Todavia, nem tudo tem sido somente festa nos jardins das “Terras Brasilis”. Vivemos dias tenebrosos e assustadores. E não se trata apenas das ameaças do ódio que resolveu se instalar no cenário da vida cotidiana. “A cadela do fascismo está sempre no cio”, já nos garantia o dramaturgo e poeta alemão Bertoldt Brecht (1898-1956). A tese do “Brasileiro Cordial”, defendida pelo historiador e sociólogo Sérgio Buarque de Holanda (1902-1982), parece estar com os seus dias contados. Nunca se viu tanta violência, mentira e depravação, oriundas do comportamento da média do brasileiro, sobretudo nas redes digitais, que chegamos a nos perguntar: esta cordialidade existe ainda hoje? Neste sentido, vem-me a mente uma das frases atribuídas ao ativista estadunidense Martin Luther King: “O que me preocupa não é o grito dos maus, mas o silêncio dos bons”.

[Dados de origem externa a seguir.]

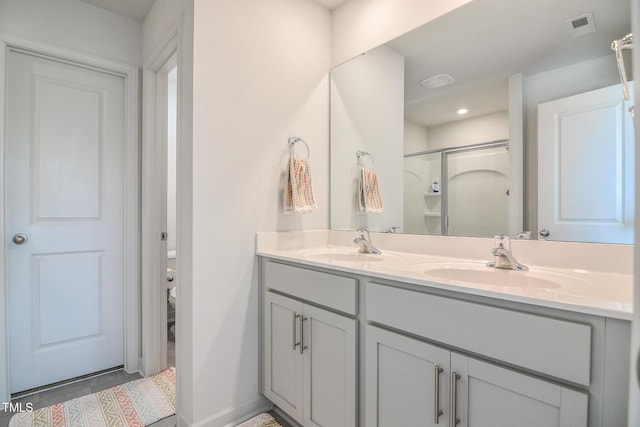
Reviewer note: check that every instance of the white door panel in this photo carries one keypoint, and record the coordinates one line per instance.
(586, 167)
(65, 155)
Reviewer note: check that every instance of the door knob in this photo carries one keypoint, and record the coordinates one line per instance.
(20, 239)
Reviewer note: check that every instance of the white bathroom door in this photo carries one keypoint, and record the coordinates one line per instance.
(65, 220)
(586, 167)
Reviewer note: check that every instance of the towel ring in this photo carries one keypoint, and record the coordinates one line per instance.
(293, 141)
(360, 154)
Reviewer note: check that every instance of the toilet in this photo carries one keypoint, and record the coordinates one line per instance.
(171, 299)
(171, 285)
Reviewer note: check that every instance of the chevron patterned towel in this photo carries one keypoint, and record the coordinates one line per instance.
(136, 403)
(298, 190)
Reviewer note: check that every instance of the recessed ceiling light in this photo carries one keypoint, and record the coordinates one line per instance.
(437, 81)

Diante deste contexto acima, somos interpelados a nos posicionar. E uma das formas de orientar o nosso posicionamento é nos basearmos naquilo que foi dito por Jesus de Nazaré. A liturgia desta sexta feira nos traz de volta o evangelista São Lucas. Neste texto, Jesus está orientando (ensinando) os seus discípulos, quanto a forma de ser e atuar no mundo, sendo pessoas coerentes: “Pode um cego guiar outro cego? Não cairão os dois num buraco? (Lc 6, 39) O discípulo, a discípula de Jesus são aqueles que são capazes de enxergar a realidade a sua volta e não se calarem diante dela, numa atitude de conivência e cumplicidade com as atrocidades cometidas. Sob a égide da hipocrisia, mostrando assim a cegueira de um coração que não se abriu à novidade trazida por Jesus: a Boa Nova do Reino. Boa Nova do esperançar de Deus que é vida nova na pessoa do Filho.
Enxergar a realidade exige uma leitura crítica do mundo, um posicionar coerente sobre aquilo que se está vendo. A hipocrisia é algo que Jesus critica veementemente. Ver a realidade grotesca e se calar diante dela é se deixar corromper pelas armas do desamor, da falsidade e do maucaratismo. O cristão é aquele que é chamado a ser fermento na massa que transforma a realidade. A hipocrisia foi o fermento que as autoridades religiosas utilizaram para entregar Jesus ao poderio romano e é também hoje o discurso dos falsos seguidores que manipulam as massas, entregando à morte os pobres indefesos. Devemos ser os construtores de uma nova sociedade. Nela, as relações não devem ser de julgamento e condenação, mas de serviço, entrega, perdão e dom gratuito. Somente Deus pode julgar. Amar e se entregar, como forma de adequar a nova realidade querida por Deus, anunciada por Jesus.